Results: 3D µCT/BLT revealed that CAR T cells pharmacokinetics is affected by antigen recognition, where CAR T cell tumor accumulation based on target-dependent infiltration was significantly increased in comparison to target-independent infiltration, and spleen accumulation was delayed. LSFM supported these findings and revealed higher T cell accumulation in target-positive groups at day 6, which also infiltrated the tumor deeper. Interestingly, LSFM showed that most CAR T cells accumulate at the tumor periphery and around vessels. Surprisingly, LSFM and cyclic IF revealed that local IL-2 application resulted in early-phase increased proliferation, but long-term overstimulation of CAR T cells, which halted the early added therapeutic effect.

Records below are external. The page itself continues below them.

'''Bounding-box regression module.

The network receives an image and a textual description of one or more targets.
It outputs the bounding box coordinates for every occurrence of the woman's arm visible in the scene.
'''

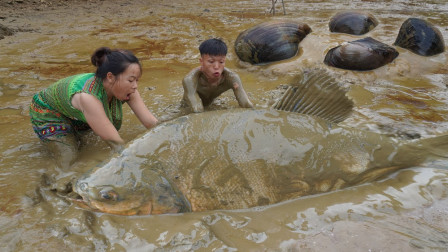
[128,90,158,129]
[72,93,124,150]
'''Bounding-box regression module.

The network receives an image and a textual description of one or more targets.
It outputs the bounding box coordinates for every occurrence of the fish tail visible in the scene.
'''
[273,69,353,123]
[399,135,448,159]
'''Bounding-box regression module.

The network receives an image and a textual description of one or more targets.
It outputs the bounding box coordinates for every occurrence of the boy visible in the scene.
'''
[182,38,253,113]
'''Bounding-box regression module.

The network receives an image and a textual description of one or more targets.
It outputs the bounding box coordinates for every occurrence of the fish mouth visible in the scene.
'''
[71,177,191,215]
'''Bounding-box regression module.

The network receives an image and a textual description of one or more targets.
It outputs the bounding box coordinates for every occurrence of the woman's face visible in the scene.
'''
[112,63,141,101]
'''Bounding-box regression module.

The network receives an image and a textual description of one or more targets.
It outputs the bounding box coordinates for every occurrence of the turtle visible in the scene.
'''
[324,37,399,71]
[234,20,311,65]
[394,18,445,56]
[328,11,378,35]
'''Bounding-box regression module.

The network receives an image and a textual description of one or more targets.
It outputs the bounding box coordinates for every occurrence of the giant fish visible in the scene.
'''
[73,109,448,215]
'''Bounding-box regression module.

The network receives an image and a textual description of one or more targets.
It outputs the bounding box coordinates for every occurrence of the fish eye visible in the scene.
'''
[98,190,118,201]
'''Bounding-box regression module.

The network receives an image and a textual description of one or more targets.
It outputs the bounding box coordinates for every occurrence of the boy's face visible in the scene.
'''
[199,54,226,79]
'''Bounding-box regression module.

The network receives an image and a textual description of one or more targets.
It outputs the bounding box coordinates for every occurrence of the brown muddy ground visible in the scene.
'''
[0,0,448,251]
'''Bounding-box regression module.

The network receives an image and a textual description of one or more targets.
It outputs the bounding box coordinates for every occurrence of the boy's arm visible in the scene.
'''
[229,72,254,108]
[182,68,204,113]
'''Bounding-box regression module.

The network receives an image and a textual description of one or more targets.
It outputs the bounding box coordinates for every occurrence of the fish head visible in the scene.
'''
[73,160,191,215]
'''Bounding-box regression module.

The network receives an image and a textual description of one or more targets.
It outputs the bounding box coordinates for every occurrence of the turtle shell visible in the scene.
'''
[324,37,398,71]
[234,21,311,64]
[329,12,378,35]
[394,18,445,56]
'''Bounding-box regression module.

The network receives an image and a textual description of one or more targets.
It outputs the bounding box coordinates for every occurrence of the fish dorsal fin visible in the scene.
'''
[273,69,353,123]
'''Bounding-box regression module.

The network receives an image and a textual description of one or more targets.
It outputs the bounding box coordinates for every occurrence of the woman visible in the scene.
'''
[30,47,157,167]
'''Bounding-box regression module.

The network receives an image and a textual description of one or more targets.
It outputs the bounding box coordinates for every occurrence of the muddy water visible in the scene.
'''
[0,0,448,251]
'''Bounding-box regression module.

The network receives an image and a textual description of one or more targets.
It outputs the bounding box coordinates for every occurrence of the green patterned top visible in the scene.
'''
[35,73,123,130]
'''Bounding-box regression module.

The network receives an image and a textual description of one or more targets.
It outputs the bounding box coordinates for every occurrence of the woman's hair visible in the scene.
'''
[91,47,142,79]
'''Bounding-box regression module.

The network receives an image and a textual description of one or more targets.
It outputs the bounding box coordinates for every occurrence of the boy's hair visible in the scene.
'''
[199,38,227,56]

Conclusion: Overall, we demonstrated that 3D µCT/BLT is a valuable non-isotope-based technology for whole-body cell therapy monitoring and investigating CAR T cell pharmacokinetics. We also presented combining LSFM and MICS for ex vivo 3D- and 2D-microscopy tissue analysis to assess intratumoral therapeutic cell distribution and status.